Howard: When you talk to IT leaders or I T security leaders what do they tell you about the problems within their organizations in getting management and employees to take. ransomware seriously.
Brett: The answers they come back with seems to vary massively from organization to organization. In the case of public sector bodies, a lack of budget seems to be an ongoing issue and that is something that federal governments possibly need to look at ways of addressing.
Howard: So what are the top 3 or 5 things that IT and security leaders should be doing to lower the odds that their organization will be victimized by ransomware?
Brett: It’s really a matter of paying attention to the basics — the exact same things that the security industry has been banging on about for years: Using multifactor authentication everywhere it can be used; ensuring systems are patched in a timely manner; and something that maybe often isn’t discussed enough — knowing what your environment looks like and what is normal within it.

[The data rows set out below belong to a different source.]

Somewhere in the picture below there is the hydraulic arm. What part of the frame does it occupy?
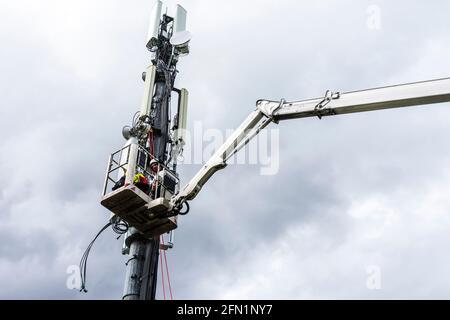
[171,78,450,208]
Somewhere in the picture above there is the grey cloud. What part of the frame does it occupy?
[0,1,450,299]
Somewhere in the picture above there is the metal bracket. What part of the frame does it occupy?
[314,90,341,119]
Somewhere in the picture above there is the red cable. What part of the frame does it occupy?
[161,235,173,300]
[159,249,166,300]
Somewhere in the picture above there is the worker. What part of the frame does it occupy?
[133,173,150,194]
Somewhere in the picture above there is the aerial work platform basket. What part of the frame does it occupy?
[100,144,178,236]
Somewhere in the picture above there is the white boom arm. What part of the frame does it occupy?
[171,78,450,207]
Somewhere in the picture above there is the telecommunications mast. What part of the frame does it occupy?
[101,1,191,300]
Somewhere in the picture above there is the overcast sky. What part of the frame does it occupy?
[0,0,450,299]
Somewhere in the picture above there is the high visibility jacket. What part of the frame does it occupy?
[133,173,148,184]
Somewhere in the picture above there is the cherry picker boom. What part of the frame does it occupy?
[101,1,450,299]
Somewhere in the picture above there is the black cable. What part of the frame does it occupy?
[80,222,112,292]
[112,219,129,239]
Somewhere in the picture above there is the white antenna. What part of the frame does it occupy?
[147,0,162,52]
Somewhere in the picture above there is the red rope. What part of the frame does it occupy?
[159,249,166,300]
[161,235,173,300]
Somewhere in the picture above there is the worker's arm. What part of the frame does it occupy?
[172,78,450,208]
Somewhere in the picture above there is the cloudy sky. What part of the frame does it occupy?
[0,0,450,299]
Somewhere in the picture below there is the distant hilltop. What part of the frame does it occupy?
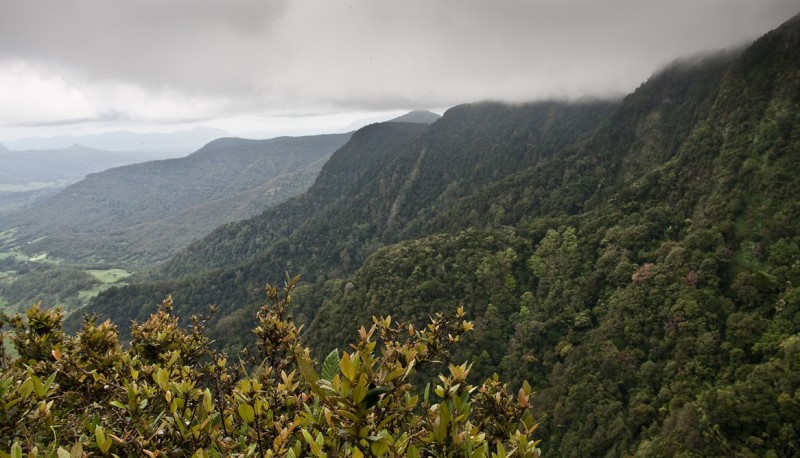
[0,127,231,154]
[390,110,441,124]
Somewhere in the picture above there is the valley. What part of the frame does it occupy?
[0,10,800,457]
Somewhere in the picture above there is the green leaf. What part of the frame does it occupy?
[69,441,83,458]
[320,348,339,381]
[237,404,256,424]
[295,355,325,397]
[153,367,169,391]
[94,425,111,453]
[11,442,22,458]
[339,352,356,382]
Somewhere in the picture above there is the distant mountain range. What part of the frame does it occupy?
[0,144,181,186]
[67,12,800,457]
[390,110,441,124]
[3,127,231,157]
[0,134,350,267]
[0,145,186,217]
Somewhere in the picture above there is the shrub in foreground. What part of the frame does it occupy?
[0,277,539,458]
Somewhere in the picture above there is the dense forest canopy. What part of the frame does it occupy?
[6,12,800,457]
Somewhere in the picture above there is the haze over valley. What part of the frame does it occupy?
[0,0,800,457]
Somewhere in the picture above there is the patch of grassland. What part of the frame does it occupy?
[86,269,131,284]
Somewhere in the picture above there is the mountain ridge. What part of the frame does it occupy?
[68,16,800,456]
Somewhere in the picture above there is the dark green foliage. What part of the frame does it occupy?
[0,134,350,267]
[53,12,800,456]
[0,277,540,458]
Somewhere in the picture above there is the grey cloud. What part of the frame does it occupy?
[0,0,798,124]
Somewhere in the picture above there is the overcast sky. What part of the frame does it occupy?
[0,0,800,141]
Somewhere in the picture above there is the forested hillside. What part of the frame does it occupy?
[0,134,350,267]
[70,13,800,456]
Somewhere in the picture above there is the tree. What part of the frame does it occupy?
[0,277,539,457]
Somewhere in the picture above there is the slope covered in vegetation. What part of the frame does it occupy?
[61,12,800,456]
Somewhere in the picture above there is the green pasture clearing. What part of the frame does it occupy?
[85,269,131,284]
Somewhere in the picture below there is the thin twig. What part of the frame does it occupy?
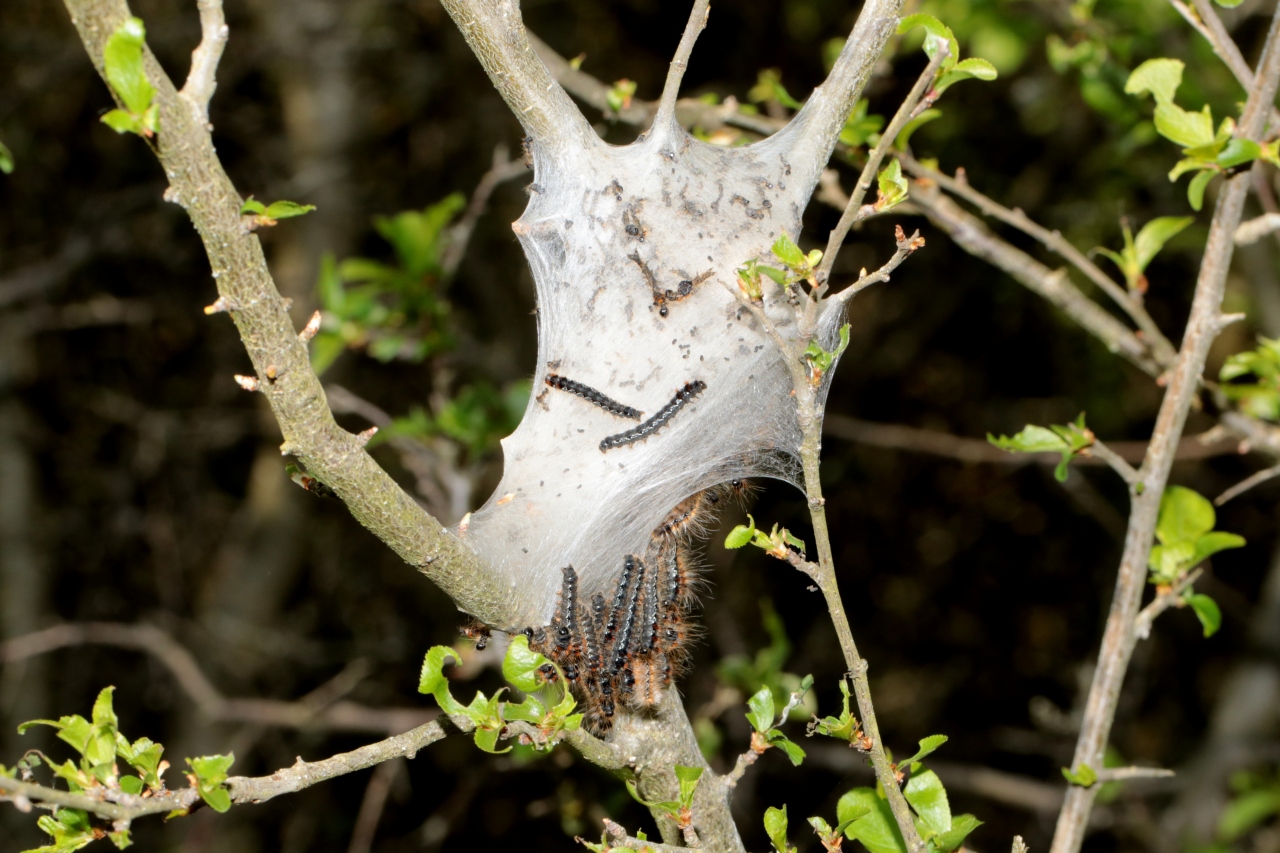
[899,154,1174,366]
[818,45,950,279]
[178,0,230,124]
[1051,8,1280,853]
[0,721,445,821]
[1133,569,1204,639]
[653,0,710,128]
[1213,465,1280,506]
[0,622,436,734]
[1083,438,1142,485]
[824,225,924,303]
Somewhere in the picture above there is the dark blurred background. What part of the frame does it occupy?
[0,0,1280,853]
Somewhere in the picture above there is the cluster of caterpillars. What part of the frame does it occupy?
[525,480,749,736]
[539,373,707,453]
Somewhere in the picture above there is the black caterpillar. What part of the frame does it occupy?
[547,373,644,420]
[600,379,707,451]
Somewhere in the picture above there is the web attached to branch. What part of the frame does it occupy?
[458,123,844,630]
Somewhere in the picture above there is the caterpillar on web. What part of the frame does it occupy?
[545,373,644,420]
[600,379,707,451]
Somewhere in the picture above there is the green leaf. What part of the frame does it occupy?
[262,201,316,219]
[1133,216,1196,272]
[1156,101,1213,149]
[1062,765,1098,788]
[417,646,467,716]
[902,762,951,833]
[836,788,906,853]
[897,14,960,72]
[893,106,942,150]
[675,765,703,808]
[746,686,774,733]
[1156,485,1216,544]
[502,634,549,693]
[764,806,795,853]
[1187,593,1222,637]
[899,735,948,767]
[1187,169,1215,210]
[187,753,236,812]
[102,18,155,117]
[1124,59,1185,104]
[932,815,982,853]
[771,233,804,268]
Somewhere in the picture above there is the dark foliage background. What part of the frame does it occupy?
[0,0,1280,853]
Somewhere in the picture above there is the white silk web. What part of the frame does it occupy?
[458,117,842,630]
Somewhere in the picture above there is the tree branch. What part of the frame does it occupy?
[1051,8,1280,853]
[57,0,512,628]
[440,0,599,155]
[0,721,445,821]
[818,45,950,280]
[902,180,1162,377]
[899,154,1174,368]
[653,0,710,128]
[179,0,230,124]
[0,622,436,734]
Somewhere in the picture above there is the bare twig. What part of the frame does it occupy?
[1052,9,1280,853]
[653,0,710,129]
[1084,438,1142,485]
[899,154,1174,366]
[0,721,445,821]
[828,225,924,303]
[58,0,509,625]
[818,45,950,279]
[0,622,436,734]
[1133,569,1204,639]
[902,179,1164,377]
[178,0,230,124]
[1235,213,1280,246]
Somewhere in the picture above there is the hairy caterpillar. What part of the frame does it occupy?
[545,373,644,420]
[600,379,707,451]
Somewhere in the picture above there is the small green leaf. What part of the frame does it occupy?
[1133,216,1196,272]
[746,686,774,733]
[764,806,795,853]
[899,735,948,767]
[417,646,467,716]
[836,788,906,853]
[262,201,316,219]
[1187,169,1215,210]
[102,18,155,117]
[902,762,951,833]
[1124,59,1185,102]
[675,765,703,808]
[1156,485,1217,544]
[502,634,549,693]
[1187,593,1222,637]
[1062,765,1098,788]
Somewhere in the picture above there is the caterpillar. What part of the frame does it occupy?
[600,379,707,452]
[545,373,644,420]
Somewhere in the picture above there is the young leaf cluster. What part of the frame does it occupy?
[417,634,582,753]
[1147,485,1244,637]
[1094,216,1194,295]
[1124,59,1280,210]
[15,686,236,853]
[311,201,466,373]
[1219,338,1280,421]
[987,412,1096,483]
[102,18,160,137]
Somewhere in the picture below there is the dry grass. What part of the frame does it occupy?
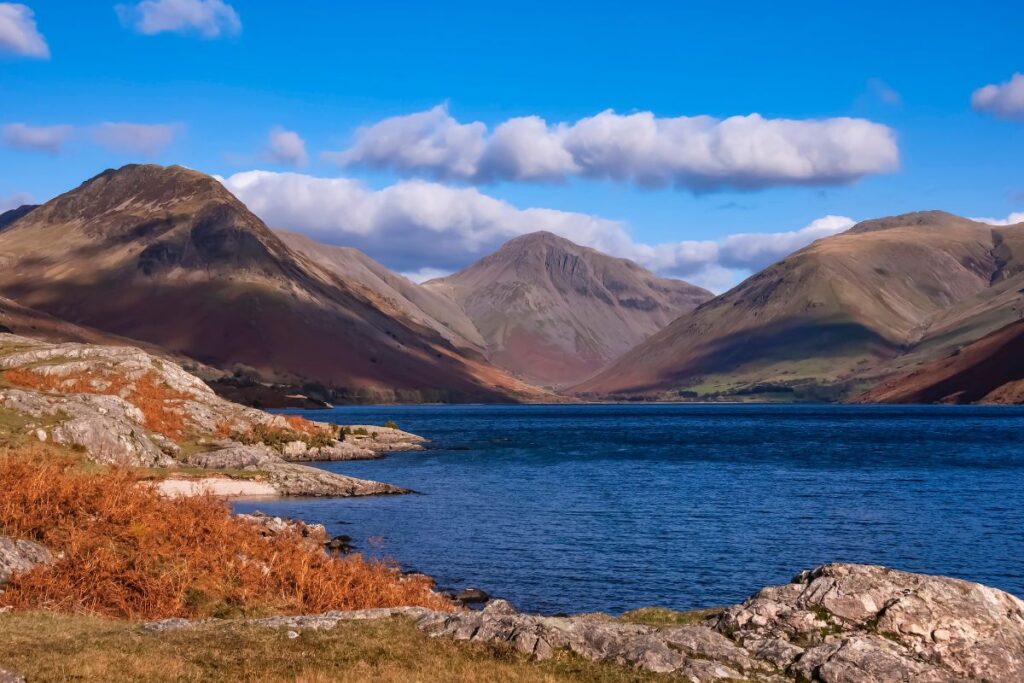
[0,449,452,618]
[0,612,682,683]
[3,368,191,441]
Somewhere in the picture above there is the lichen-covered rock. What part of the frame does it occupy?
[715,564,1024,682]
[0,334,424,496]
[0,668,26,683]
[281,440,383,463]
[418,600,774,681]
[236,512,328,548]
[188,443,282,469]
[0,536,53,591]
[259,462,411,497]
[346,425,427,453]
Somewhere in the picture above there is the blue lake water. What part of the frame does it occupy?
[236,404,1024,613]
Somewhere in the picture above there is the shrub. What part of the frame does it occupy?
[0,446,452,620]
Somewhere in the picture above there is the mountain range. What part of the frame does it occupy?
[575,211,1024,399]
[0,165,1024,402]
[426,231,713,386]
[0,166,544,400]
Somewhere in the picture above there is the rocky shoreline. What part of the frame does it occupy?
[134,564,1024,683]
[0,334,426,497]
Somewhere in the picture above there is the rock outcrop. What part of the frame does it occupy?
[144,564,1024,683]
[0,536,53,592]
[0,334,415,496]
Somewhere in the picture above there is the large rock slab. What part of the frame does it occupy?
[0,668,26,683]
[0,334,417,496]
[143,564,1024,683]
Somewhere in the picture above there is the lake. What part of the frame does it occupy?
[234,404,1024,613]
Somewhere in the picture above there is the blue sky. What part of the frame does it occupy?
[0,0,1024,288]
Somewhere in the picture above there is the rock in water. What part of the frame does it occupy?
[455,588,490,605]
[419,564,1024,683]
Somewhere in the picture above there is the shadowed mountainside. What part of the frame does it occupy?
[0,165,537,400]
[575,211,1024,398]
[855,321,1024,403]
[426,232,712,385]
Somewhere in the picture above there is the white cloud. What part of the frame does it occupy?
[0,193,33,213]
[266,126,309,166]
[867,78,903,106]
[324,104,486,179]
[3,123,75,155]
[971,211,1024,225]
[325,104,899,190]
[971,74,1024,119]
[115,0,242,38]
[92,123,180,157]
[0,2,50,59]
[221,171,853,290]
[398,268,454,285]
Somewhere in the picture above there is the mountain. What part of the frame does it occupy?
[274,230,485,353]
[0,165,538,400]
[856,321,1024,403]
[574,211,1024,398]
[0,297,155,346]
[426,232,712,386]
[0,204,39,230]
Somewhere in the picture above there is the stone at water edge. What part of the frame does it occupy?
[455,588,490,605]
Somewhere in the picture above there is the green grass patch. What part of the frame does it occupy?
[0,612,684,683]
[618,607,724,626]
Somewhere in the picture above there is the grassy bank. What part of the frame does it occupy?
[0,612,682,683]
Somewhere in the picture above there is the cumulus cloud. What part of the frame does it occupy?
[325,104,899,191]
[3,123,75,155]
[92,123,180,157]
[0,2,50,59]
[0,193,33,213]
[266,126,309,166]
[398,268,455,285]
[971,211,1024,225]
[971,74,1024,119]
[115,0,242,38]
[222,171,853,290]
[324,104,486,179]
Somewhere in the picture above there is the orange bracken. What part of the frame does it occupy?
[0,447,453,620]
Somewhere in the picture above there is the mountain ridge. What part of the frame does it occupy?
[424,231,712,386]
[573,211,1024,399]
[0,165,538,400]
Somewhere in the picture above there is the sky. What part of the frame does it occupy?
[0,0,1024,291]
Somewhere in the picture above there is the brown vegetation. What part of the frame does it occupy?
[0,447,452,618]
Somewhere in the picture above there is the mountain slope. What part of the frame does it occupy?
[0,165,535,400]
[575,211,1018,397]
[274,230,484,353]
[0,204,39,230]
[426,232,711,385]
[856,321,1024,403]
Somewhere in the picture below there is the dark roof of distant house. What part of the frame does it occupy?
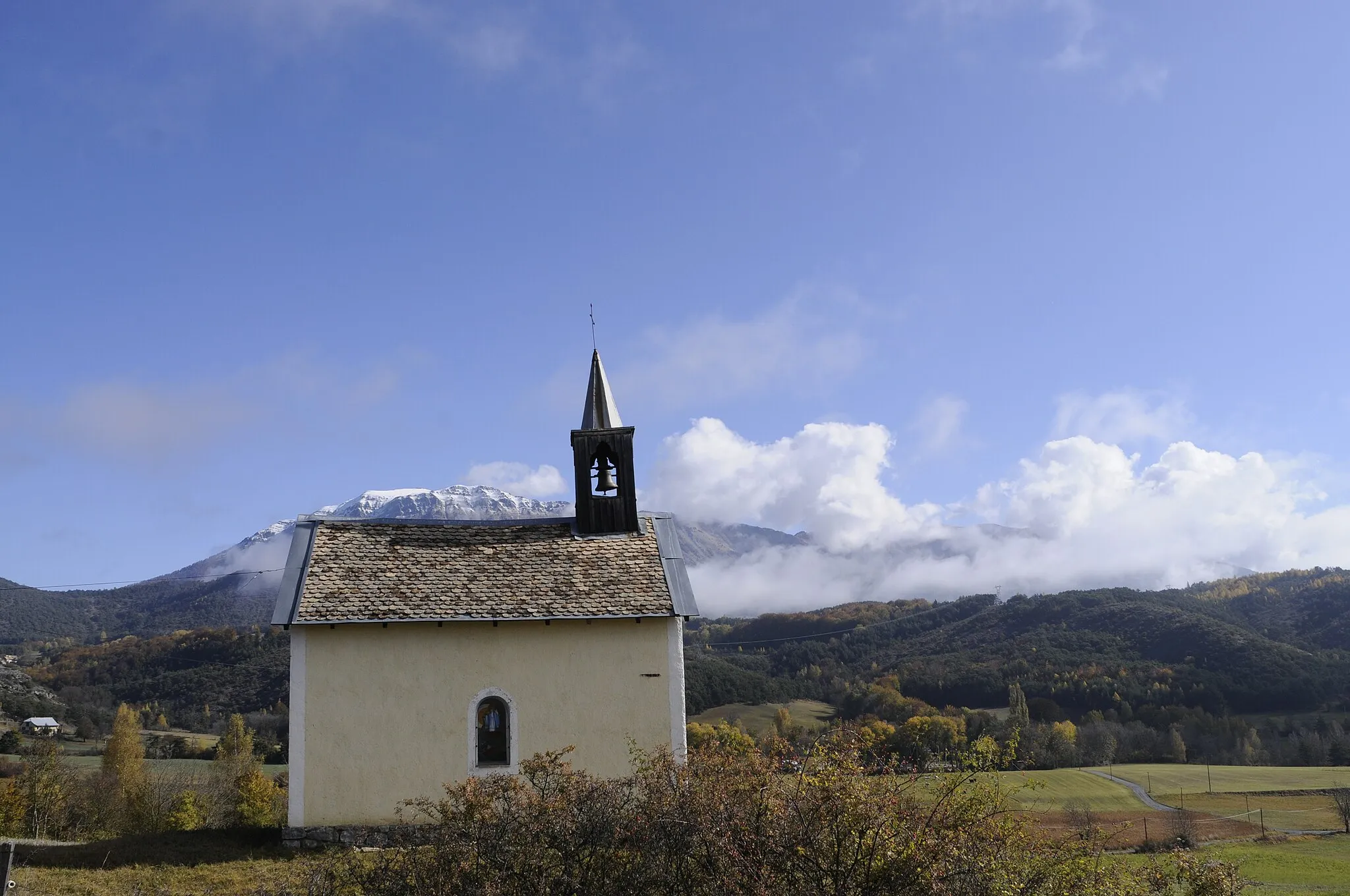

If your server within your DMZ is initiating outgoing communications that may well be a sign that you have a problem. It’s a classic symptom of communication with a C2 server.
Howard: What’s your forecast for ransomware in the 12 months?
Brett: It depends in part whether governments maintain their current level of effort against the ransomware gangs. And it may also depend on how the situation with Russia and Ukraine plays out in the coming weeks.
Howard: Are you expecting an increase in ransomware attacks by Russian-based groups against the west as a result of the situation in Ukraine?
Brett: I’m not expecting it but I also wouldn’t be entirely surprised if it were to happen. We know that certain ransomware gangs have relationships with the Russian government. We’re not sure just how deep those relationships may run and what control the Russian government may have over the gangs. That is something we could potentially get an answer to. In the coming weeks.